I do it because my mother did it. Every year there is one pudding leftover that sits in the kitchen for twelve months and is reluctantly eaten on a random day between Christmas and New Year when nobody wants it.
“When I’m gone, I hope you’ll keep up the tradition,” I tell her.
“The tradition of the dead man’s Christmas pudding,” she mutters, loud enough for me to hear.
Every evening through Advent I light an ivory pillar candle and try to take a few minutes of reflection.
When I was a child I had an Advent candle with numbers on it, one to be burned down each evening, but I invariably forgot about it whilst watching “Z Cars” and it burned down four or five days worth before I noticed.
In those days I felt the giddy excitement of time passing, but now I feel a good deal more reverence for its speed.
So I stare at the flame.
I think about how I hope that everything might feel less precarious sometime soon, and about how we have to get through what may well be a long and difficult winter beforehand.
To Christians, Advent is not the end of something or the beginning of something, it marks the space between the two. A time of hope and trepidation, each a result of the other.
But regardless of everything I am especially grateful for two wonderful gifts this year.
The first is the almost permanent presence of my children, people I would generally only see for a few bleary-eyed hours bookending the day if I am lucky.
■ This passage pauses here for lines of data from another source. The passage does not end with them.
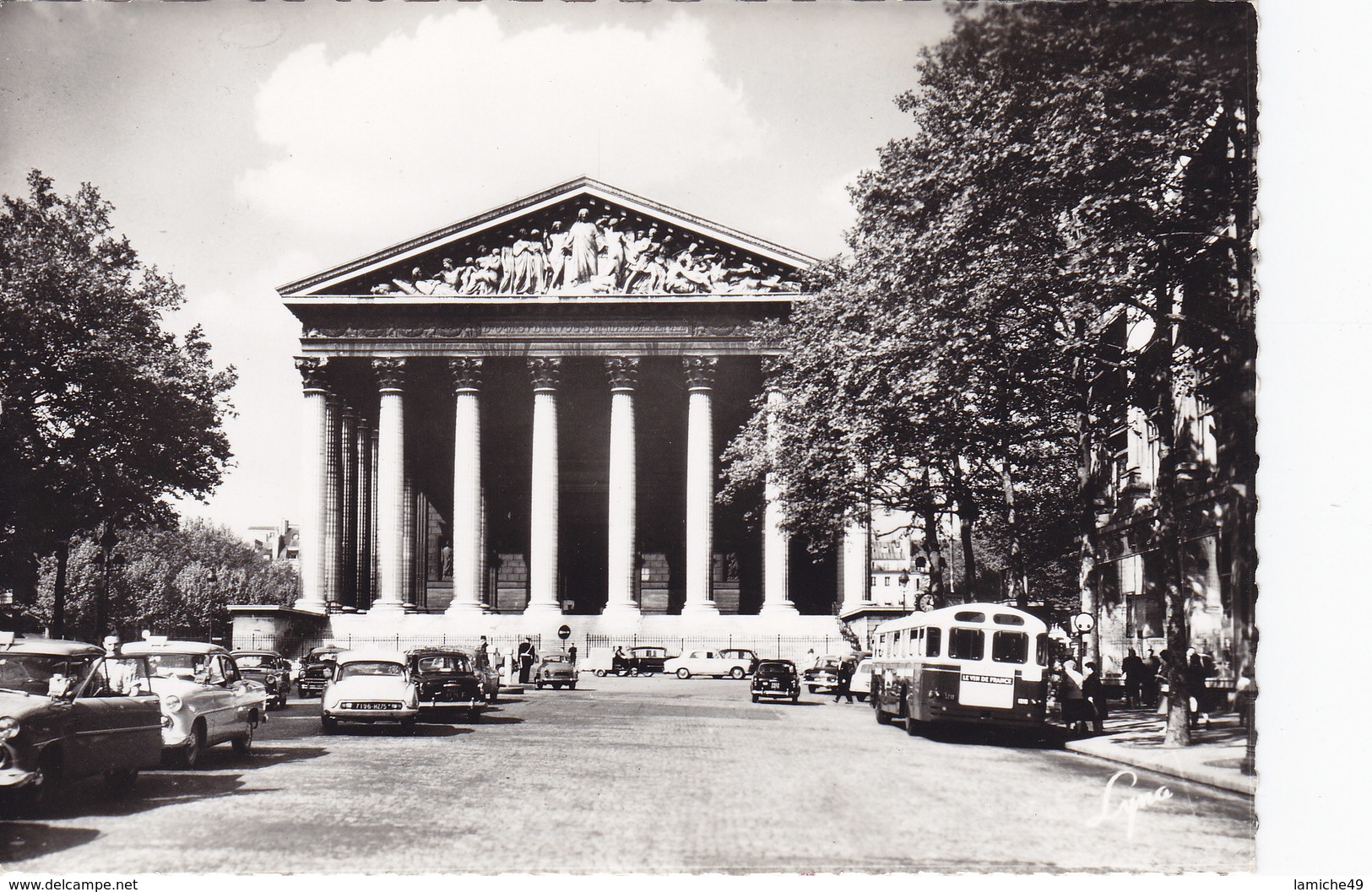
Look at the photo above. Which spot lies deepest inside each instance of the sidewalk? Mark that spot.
(1134, 738)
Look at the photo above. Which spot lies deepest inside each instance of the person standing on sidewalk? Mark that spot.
(1093, 695)
(845, 679)
(1135, 673)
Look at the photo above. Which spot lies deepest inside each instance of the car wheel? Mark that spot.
(243, 744)
(120, 781)
(190, 755)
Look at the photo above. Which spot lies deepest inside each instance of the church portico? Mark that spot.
(515, 460)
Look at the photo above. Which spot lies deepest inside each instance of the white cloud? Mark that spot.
(461, 116)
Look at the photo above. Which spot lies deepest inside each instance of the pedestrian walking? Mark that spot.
(1152, 666)
(526, 659)
(1073, 707)
(844, 685)
(1093, 695)
(1135, 674)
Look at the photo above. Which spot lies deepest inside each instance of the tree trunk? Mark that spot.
(59, 592)
(1017, 565)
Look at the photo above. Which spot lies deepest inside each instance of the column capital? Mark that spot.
(621, 372)
(545, 372)
(700, 372)
(313, 372)
(465, 374)
(390, 374)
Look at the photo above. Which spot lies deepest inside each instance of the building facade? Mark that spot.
(516, 423)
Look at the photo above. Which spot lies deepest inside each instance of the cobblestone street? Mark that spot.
(636, 774)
Last year the hand-crafted Advent calendar they have shared responsibility for since they were small children went left untouched for days on end.
There is a small note stitched onto the back reminding us of whose turn it is to hang the first trinket on the green velvet tree in which year, thus indicating who has the honour of hanging up number 24.
Last year, the Christmas tree was decorated in stages or shifts or possibly a bit of both, with the final baubles hung upon it after a particularly beery night out just before Christmas, resulting in everything hanging guiltily down one side requiring a complete rearrangement the following morning.
But this year they are here all the time, eating every meal, coming to choose the tree, diligently pulling the fabric Santas and candy canes from the neatly numbered pockets on the Advent calendar.
In honesty, it feels like a blessing we may never enjoy in quite the same way again.
These small delights of togetherness fall into the category of the other thing I am grateful for this year, a reminder of the importance of small things, the aspects of life that remain within our control whichever vagaries ravage our mythical notion of certainty.
The more control has been wrested from me the more I have looked towards things that are inherently mine simply because I have thought them, felt them, or created them.
The very best example I have seen of it anywhere in my universe this year is this wonderful project by my writing and cyber friend Emily Wick. It feels like a new way to interpret difficulty, and that’s something we all need.
Now I have to go and get the cake from the oven.
“Can we put less fruit in it so that there’s more cake?” My daughter asks, beating the butter and sugar into a pale cappuccino coloured cream as we weave in and out around one another in the sweet-smelling kitchen, listening to Christmas carols.
I smile with my back to her and say,
“Of course we can. We can do whatever we like.”